The case is the third talcum powder lawsuit involving Johnson & Johnson to head to trial this year in Missouri’s 22nd Circuit Court in St. Louis, where hundreds of similar claims have been consolidated. The previous trials both concluded earlier this year with multimillion dollar verdicts in favor of plaintiffs.
Deborah Giannecchini, the Plaintiff at the center of the current trial, suffers from Stage 4 ovarian cancer. Prior to her 2012 diagnoses, she used Johnson & Johnson’s talc-based powders for years as part of her daily feminine hygiene routine. Her lawsuit claims that the company was aware of the talc powder – ovarian cancer link for decades, but chose not to include a warning on its product labels.
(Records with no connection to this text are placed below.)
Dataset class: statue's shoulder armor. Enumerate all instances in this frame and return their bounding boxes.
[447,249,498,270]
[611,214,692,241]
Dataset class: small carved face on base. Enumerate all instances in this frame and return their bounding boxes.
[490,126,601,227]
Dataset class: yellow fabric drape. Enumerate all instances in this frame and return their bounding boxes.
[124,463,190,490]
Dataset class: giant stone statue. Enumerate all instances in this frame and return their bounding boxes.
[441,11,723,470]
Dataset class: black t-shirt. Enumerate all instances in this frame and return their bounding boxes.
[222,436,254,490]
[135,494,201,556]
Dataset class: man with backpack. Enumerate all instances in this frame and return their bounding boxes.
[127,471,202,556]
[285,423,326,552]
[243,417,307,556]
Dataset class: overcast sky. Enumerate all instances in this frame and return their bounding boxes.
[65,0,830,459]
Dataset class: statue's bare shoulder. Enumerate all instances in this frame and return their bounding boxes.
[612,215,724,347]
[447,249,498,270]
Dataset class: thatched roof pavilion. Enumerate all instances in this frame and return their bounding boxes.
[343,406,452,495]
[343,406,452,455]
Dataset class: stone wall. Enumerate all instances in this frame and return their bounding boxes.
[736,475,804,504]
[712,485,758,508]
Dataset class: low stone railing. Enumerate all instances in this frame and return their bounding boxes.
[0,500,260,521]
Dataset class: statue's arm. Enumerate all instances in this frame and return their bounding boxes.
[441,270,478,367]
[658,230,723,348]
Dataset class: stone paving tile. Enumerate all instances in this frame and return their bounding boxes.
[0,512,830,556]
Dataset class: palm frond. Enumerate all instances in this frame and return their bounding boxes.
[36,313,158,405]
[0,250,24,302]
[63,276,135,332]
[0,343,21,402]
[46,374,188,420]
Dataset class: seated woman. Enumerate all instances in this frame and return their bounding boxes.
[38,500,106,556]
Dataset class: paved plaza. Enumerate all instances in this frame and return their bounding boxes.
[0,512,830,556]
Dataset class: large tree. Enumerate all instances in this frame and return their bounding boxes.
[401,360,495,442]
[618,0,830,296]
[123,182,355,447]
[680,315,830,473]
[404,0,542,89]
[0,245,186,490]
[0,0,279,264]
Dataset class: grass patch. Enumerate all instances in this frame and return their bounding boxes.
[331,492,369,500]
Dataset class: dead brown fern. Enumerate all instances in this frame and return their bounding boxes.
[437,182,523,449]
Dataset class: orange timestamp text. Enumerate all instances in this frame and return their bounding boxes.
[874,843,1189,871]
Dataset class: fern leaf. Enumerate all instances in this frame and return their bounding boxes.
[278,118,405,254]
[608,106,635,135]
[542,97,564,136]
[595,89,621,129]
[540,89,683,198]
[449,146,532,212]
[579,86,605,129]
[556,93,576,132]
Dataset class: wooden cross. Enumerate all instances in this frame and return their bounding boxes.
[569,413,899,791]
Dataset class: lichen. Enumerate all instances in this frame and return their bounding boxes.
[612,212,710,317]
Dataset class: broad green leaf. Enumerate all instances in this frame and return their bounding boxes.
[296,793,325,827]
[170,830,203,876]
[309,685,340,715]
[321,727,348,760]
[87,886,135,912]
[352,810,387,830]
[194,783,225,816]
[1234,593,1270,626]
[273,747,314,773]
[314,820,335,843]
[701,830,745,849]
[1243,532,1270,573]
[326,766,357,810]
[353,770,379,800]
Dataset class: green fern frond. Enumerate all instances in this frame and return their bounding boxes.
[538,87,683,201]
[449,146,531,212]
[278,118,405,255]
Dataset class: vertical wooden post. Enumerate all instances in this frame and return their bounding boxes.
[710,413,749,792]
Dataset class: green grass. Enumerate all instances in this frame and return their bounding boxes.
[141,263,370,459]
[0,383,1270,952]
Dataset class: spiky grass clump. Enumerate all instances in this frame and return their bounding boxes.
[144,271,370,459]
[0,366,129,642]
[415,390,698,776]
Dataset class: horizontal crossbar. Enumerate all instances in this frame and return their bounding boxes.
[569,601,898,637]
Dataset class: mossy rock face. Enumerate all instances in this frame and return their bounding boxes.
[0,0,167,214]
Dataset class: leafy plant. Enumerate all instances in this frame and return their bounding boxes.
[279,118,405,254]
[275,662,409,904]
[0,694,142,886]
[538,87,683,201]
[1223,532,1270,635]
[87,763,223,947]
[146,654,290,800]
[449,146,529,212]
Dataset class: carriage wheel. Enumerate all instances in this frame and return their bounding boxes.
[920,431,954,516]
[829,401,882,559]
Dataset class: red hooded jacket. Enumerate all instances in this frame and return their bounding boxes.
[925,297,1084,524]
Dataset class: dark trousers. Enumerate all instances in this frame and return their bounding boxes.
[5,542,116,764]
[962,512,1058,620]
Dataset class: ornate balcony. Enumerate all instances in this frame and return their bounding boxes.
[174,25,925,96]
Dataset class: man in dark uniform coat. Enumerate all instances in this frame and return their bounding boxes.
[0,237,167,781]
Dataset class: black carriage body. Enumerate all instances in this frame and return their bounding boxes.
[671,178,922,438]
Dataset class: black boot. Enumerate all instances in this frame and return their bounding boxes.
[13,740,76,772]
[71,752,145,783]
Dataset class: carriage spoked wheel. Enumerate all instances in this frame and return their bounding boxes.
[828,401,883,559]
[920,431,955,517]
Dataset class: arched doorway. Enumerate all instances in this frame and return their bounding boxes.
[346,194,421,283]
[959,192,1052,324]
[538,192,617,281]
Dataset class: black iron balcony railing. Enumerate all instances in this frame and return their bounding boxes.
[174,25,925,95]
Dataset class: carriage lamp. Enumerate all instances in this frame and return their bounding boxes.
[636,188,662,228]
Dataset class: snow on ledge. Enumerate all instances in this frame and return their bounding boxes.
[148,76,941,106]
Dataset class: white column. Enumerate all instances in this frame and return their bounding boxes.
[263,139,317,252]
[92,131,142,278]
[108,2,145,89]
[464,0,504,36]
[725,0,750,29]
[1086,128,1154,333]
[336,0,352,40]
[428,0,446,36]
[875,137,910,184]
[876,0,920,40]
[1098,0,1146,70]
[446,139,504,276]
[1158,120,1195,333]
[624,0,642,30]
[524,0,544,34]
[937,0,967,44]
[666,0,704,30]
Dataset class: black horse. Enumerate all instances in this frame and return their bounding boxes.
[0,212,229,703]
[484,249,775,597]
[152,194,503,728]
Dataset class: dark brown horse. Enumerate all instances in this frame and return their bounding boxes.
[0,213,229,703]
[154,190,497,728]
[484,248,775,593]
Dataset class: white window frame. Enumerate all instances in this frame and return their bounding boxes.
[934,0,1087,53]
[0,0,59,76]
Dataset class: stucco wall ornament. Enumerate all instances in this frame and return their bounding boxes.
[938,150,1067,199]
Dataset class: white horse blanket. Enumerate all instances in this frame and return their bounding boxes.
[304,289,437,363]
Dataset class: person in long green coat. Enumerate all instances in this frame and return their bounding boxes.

“She has literally had her spleen removed, part of her stomach removed, part of her colon removed, all of her ovaries, uterus. She has literally had basically the lower half of her body removed,” Giannechhini’s attorney told jurors. “She said if there would have been a warning on the bottle to not use this on the genital area, she would not have done it and we might not be here.”
According to a report from Law360.com, her attorneys plan to introduce a number of Johnson & Johnson’s own internal documents which they say support Giannechhini’s claims. These include a written out “a question and answer” to prepare for questions from plaintiffs’ lawyers, and that another document that suggested Johnsons & Johnson would one day be compared to the cigarette industry if it did not provide warnings about talc and ovarian cancer.
For their part, Johnson & Johnson’s attorneys asserted that there is no solid link between talcum powder and ovarian cancer.
Johnson & Johnson currently faces more than 1,800 talcum powder lawsuits nationwide that put forth similar allegations regarding ovarian cancer. In addition to the cases pending in Missouri, more than 200 claims have been centralized in New Jersey’s Atlantic County Superior Court. Earlier this week, a multidistrict litigation was established in the U.S. District Court, District of New Jersey for all federally-filed ovarian cancer cases involving Johnson & Johnson’s talc-based powders.